トップ>不動産トピックス>過半数が、自身や家族の有料老人ホームへの入居に「抵抗なし」
オリックス・リビング(株)はこのたび、11月11日の「介護の日」に合わせて行った「介護に関する意識調査」の結果を発表した。全国の40代以上の男女1,238人(男性689人、女性549人)を対象として平成23年9月26~27日にインターネット調査を行ったもので、今年で4回目となる。
自分自身または家族の有料老人ホームへの入居について聞いたところ、自身の入居に「あまり抵抗を感じない」と答えた人の割合は37.7%(男性32.8%、女性43.9%)、「抵抗を感じない」は16.5%(同12.9%、20.9%)となり、合計すると、「抵抗を感じない」と回答した人は54.2%(同45.7%、64.8%)と、半数を超える結果となった(図1)。家族の入居についても、「あまり抵抗を感じない」が38.8%(同35.4%、43.0%)、「抵抗を感じない」が14.1%(同12.0%、16.6%)となり、合計52.8%と、過半数が抵抗を感じていないことがわかった。同社によると「女性の方が男性よりも有料老人ホームに前向きであると感じられる」という。
また、有料老人ホームを利用する際に参考にした情報を複数回答で聞いたところ、最も多かったのは「ケアマネージャーの紹介」で45.5%、次いで「各『有料老人ホーム』のホームページ」(41.8%)、「病院・医師の紹介」(38.2%)となった。トップの「ケアマネージャーの紹介」は、平成21年調査時は33.7%、平成22年は36.3%と、年々増加傾向にあり、同社は「プロであるケアマネージャーからの情報を信頼し判断していることがうかがえる」と見ている。

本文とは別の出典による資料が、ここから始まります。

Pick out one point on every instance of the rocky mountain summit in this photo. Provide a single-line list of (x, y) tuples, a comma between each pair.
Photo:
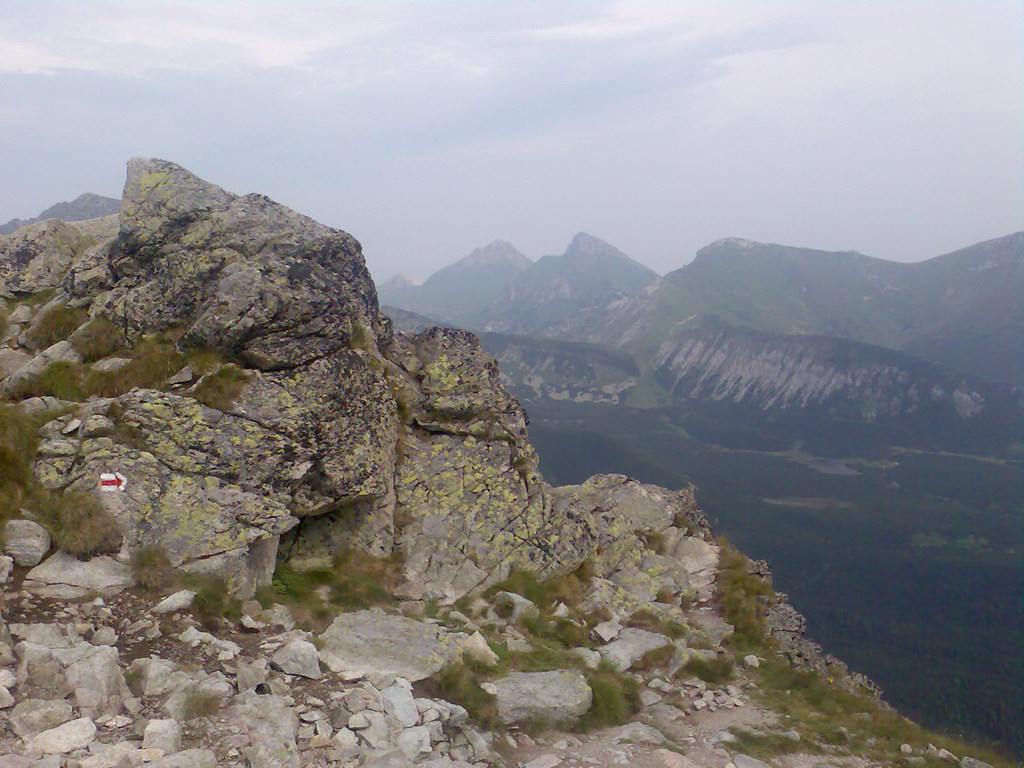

※オリックス・リビング(株) 「介護に関する意識調査」より抜粋
「サービス付き高齢者向け住宅」※について、知っているかどうかを聞いたところ、「聞いたことはある」と答えた人の割合は63.9%(男性60.1%、女性68.7%)、「知らない」は30.7%(同36.0%、24.0%)となり、「詳しく理解している」は、5.4%(同3.9%、7.3%)に留まった(図2)。
※平成22年調査時は「高齢者専用賃貸住宅」として質問
また、「リバースモーゲージ」(自宅を担保として金融機関から融資を受け、死亡時に借入金を一括返済する制度)について、知っているかどうかを聞いたところ、「リバースモーゲージを利用すると、柔軟な資金活用ができると知っている」と答えた人は7.4%(同8.9%、5.5%)、「内容は知らないが聞いたことがある」は16.2%(同17.4%、14.8%)、「知らない」は76.4%(同73.7%、79.8%)となり、「まだあまり知られていない結果」となった(図3)。
「サービス付き高齢者向け住宅」とは、住宅としての居室の広さや設備、バリアフリーといった条件を備えるとともに、ケアの専門家による安否確認や生活相談サービスを提供することなどにより、高齢者が安心して暮らすことができる環境を整えた住宅のこと。「高齢者の居住の安定確保に関する法律」の改正を受けて制度化され、平成23年10月から登録が始まっている。同法では、高齢者円滑入居賃貸住宅(高円賃)、高齢者専用賃貸住宅(高専賃)、高齢者向け優良賃貸住宅(高優賃)の3つが制度化されていたが、老人福祉法による有料老人ホームの一部とも合わせて、サービス付き高齢者住宅に一本化された。